Let's say I have a low-dimensional dense feature representation. I would like to transform this dense, low-dimensional representation into a sparse, high-dimensional representation, which can be better input for a linear classifier.

How do I sparsify a dense feature representation?

Here's a concrete example of how this could me used: Let's say I have 1M images, each of them 32x32 pixels. Instead of representing each image as a dense vector with 1024 entries, I would maybe want a 10K vector with only 10 non-zeroes.

asked Jun 15 '10 at 11:24

Joseph%20Turian's gravatar image

Joseph Turian ♦♦

edited Jun 15 '10 at 16:00

7 Answers:

Sounds like you might have good input for training SVMs. Might be worth thinking about what kind of kernel would best allow an SVM to capture the structure inherent in your dataset.

answered Jun 15 '10 at 15:57

Jey%20Kottalam's gravatar image

Jey Kottalam

Is your idea that I train an SVM, and somehow use the support vectors as my sparse feature representation?
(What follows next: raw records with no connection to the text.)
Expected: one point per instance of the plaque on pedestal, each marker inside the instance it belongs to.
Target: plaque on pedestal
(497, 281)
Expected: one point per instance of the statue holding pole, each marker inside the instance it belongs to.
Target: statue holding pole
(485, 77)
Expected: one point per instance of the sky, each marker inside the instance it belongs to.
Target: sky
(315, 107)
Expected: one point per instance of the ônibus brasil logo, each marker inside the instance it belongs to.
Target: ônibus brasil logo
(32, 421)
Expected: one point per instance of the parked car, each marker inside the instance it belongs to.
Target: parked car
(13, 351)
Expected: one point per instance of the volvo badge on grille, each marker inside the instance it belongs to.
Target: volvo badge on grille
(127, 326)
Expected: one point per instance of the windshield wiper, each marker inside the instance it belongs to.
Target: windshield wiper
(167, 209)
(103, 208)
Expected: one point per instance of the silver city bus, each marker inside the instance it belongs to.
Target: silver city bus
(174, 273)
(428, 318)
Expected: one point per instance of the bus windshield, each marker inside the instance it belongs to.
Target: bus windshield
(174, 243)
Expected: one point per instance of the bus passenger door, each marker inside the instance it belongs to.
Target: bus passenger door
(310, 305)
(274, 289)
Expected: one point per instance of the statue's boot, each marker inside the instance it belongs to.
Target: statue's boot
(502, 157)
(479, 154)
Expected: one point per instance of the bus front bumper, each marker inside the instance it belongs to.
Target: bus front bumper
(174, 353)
Could you elaborate?

Also, how can I convert a dense feature vector into a sparse one using SVMs if I don't have any labels for my training data?

(Jun 15 '10 at 15:59) Joseph Turian ♦♦

Oops, I was under the wrong impression that you had labels since you want to train linear classifiers. That's an interesting question. I don't know of any ready made solution to such a problem, it sounds to me like it would really depend on what sort of structure you wanted to capture, e.g. SIFT for object recognition in images.

(Jun 15 '10 at 17:45) Jey Kottalam

I would just learn a sparse code for your data, using one of the dictionary learning sparse coding techniques (most derived from the basic work of Olshausen & Field 1996).

A cheaper option would be to learn a sparse auto-encoder (e.g. with a criterion that promotes sparsity of the representation), or something in between sparse coding and auto-encoders (and also in between in terms of computational cost), the predictive sparse decomposition algorithm from Yann LeCun's lab at NYU.

answered Jun 15 '10 at 18:02

Yoshua%20Bengio's gravatar image

Yoshua Bengio


The lecture notes by Andrew Ng give details on implementing such a component wise sparse activation penalty:


I think this is somewhat related to some of the papers by LeCun and Ranzato.

On the dictionary learning side (used for sparse coding), the work by Julien Mairal features a scalable online learning algorithm combining alternated LARS for sparse coding and an online dictionary learner that updates it's parameters based on the latest version of the sparse codes:


(Jun 23 '10 at 16:18) ogrisel

Does anyone have a copy of this lecture (sparseAutoencoder.pdf)? The link seems to be broken, and I couldn't find it anywhere [Google Search, Stanford, Internet Archive].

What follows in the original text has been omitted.